This waits for max. 300ms to reach the EOC state and returns an error if that state isn't detected in that time.

Yes you have been a great help.
I thought I could just connect the IC and so it worked. It did not

Here is the output, it looks like the other times.
This means that there is a connection to the LTC2433?

-201
-22
-59
-22
-58
-75
-207
-96
-112
-80
-99

And a problem with the input to the LTC2433 ?

Perhaps I have found the error, there does not seem that there is a supplay for the 4 strain gauge.

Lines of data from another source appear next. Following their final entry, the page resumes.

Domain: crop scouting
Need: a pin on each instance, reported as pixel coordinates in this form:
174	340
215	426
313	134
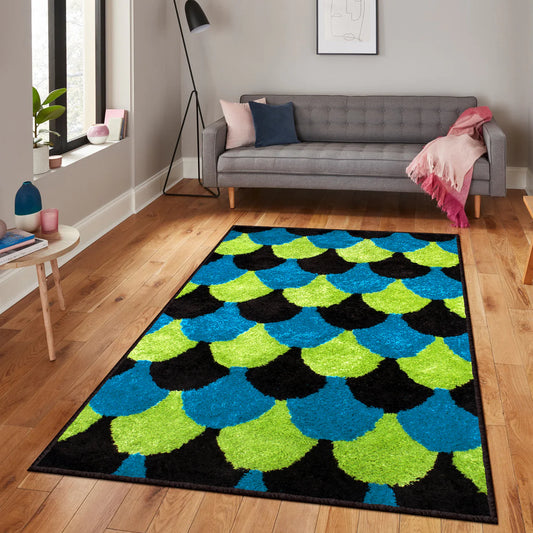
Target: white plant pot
40	160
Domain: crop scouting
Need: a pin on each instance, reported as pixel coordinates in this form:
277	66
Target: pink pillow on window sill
240	123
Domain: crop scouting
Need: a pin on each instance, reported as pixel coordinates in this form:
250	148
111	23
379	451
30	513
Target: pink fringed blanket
444	166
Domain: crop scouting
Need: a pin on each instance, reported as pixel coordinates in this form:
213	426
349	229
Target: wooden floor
114	289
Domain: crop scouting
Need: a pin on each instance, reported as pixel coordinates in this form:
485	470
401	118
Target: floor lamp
197	22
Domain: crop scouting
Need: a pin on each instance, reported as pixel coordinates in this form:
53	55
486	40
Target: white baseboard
17	283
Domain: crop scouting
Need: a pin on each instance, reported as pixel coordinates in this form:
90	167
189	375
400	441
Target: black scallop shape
370	234
436	319
93	450
453	272
196	303
388	387
199	461
435	237
259	260
445	489
465	397
123	365
318	475
327	263
287	376
192	369
398	267
352	313
272	307
307	232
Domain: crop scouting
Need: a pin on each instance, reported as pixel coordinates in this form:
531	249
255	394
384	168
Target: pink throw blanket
444	166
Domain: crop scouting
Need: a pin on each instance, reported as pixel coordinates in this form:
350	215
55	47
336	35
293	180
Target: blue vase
28	206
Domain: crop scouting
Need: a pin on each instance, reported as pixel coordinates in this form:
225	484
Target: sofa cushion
334	159
274	124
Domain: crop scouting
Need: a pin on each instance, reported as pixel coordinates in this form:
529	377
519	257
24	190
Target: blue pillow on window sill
274	124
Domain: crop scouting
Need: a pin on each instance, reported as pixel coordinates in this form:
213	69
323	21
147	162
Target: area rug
325	366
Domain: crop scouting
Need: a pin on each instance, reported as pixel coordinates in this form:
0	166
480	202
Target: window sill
69	158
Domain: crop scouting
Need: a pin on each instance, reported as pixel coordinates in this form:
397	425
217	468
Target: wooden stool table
528	274
66	239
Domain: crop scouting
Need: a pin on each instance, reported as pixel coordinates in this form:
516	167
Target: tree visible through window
68	38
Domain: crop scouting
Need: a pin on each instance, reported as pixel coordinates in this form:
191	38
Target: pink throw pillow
241	131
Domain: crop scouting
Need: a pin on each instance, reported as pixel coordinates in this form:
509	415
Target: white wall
456	47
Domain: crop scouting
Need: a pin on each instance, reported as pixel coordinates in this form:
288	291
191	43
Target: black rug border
491	519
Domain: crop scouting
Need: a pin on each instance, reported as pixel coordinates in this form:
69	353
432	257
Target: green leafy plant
43	112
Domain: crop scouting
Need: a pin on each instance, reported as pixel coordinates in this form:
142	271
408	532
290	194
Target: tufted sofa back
395	119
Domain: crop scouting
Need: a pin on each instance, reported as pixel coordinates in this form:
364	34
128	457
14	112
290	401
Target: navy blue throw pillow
274	124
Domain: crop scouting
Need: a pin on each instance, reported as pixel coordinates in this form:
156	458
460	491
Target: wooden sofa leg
477	205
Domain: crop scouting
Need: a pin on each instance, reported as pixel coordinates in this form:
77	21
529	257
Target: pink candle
49	220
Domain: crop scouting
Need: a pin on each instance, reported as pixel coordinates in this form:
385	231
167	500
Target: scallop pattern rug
323	366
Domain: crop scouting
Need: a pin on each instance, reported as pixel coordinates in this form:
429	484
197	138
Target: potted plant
43	112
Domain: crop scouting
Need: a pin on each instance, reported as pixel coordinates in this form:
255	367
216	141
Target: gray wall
456	47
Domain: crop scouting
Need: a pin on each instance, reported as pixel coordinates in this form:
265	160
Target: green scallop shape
342	356
244	288
82	422
300	248
187	289
318	293
386	455
433	255
163	344
240	245
470	464
437	366
270	442
160	429
364	252
252	348
396	298
456	305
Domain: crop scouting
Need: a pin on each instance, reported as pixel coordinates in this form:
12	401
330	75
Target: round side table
66	239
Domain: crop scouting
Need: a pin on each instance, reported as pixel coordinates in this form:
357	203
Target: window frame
57	54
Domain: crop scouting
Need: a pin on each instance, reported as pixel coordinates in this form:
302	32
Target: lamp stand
199	118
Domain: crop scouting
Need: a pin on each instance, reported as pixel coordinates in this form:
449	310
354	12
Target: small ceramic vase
28	207
98	133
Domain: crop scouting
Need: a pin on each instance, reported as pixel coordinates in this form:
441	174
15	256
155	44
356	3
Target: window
68	50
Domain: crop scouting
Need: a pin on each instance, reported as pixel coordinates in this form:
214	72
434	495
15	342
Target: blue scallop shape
306	330
380	495
359	279
440	425
285	276
217	272
399	242
347	418
435	285
128	393
132	466
225	324
228	401
273	236
334	239
393	338
252	480
161	322
460	345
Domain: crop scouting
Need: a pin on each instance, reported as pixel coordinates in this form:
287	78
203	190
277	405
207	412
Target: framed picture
346	27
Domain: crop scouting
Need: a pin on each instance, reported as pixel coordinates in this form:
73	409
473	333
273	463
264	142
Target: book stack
116	120
17	243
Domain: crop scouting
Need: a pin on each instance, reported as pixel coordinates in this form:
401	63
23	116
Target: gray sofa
350	143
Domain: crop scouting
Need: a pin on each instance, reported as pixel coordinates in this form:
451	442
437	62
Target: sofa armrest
213	144
496	143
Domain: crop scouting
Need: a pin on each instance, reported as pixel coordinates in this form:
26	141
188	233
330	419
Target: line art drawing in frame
346	27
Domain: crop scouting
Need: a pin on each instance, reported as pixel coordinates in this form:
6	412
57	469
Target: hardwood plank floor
117	286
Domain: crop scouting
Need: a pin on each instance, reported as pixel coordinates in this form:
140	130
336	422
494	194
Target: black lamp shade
196	18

If I put my fingers on the input I get the following

-20840
-18899
-11663
-13768

Now I've got it working
There was no Vcc to the 4 strain gauge

0 kg is about -3295
5 kg is about -4477
Me on the top is about -18087
About 236 each kg

But why is the number negative ?

You must have many thanks for your help pylon.
It was never succeed without you.

But why is the number negative ?

Because the ADC can convert positive and negative voltages. You can change that either in the hardware or just remove the addition of the sign in the code, e.g. this line:

    int16_t value = (byte1 & 0x20) ? -v : v;

make this line looking like this:

    int16_t value = v;

and you have positive values.

Thank you once again, you've been a great help

I still have a problem
The result can not be greater than 32768

I have changed the code, but that has not solved the problem.
I think it has something to do with unsigned

void loop()
{
delay(2000);
digitalWrite(CSPin, LOW);
delay(1);

byte1 = SPI.transfer(0);
byte2 = SPI.transfer(0);
byte3 = SPI.transfer(0);
delay(1);
digitalWrite(CSPin, HIGH);

unsigned int v = byte1;
v <<= 11;
v |= ((unsigned int) byte2) << 3;
v |= byte3 >> 5;


//v = (v-1340)/59;

Serial.println(v);

}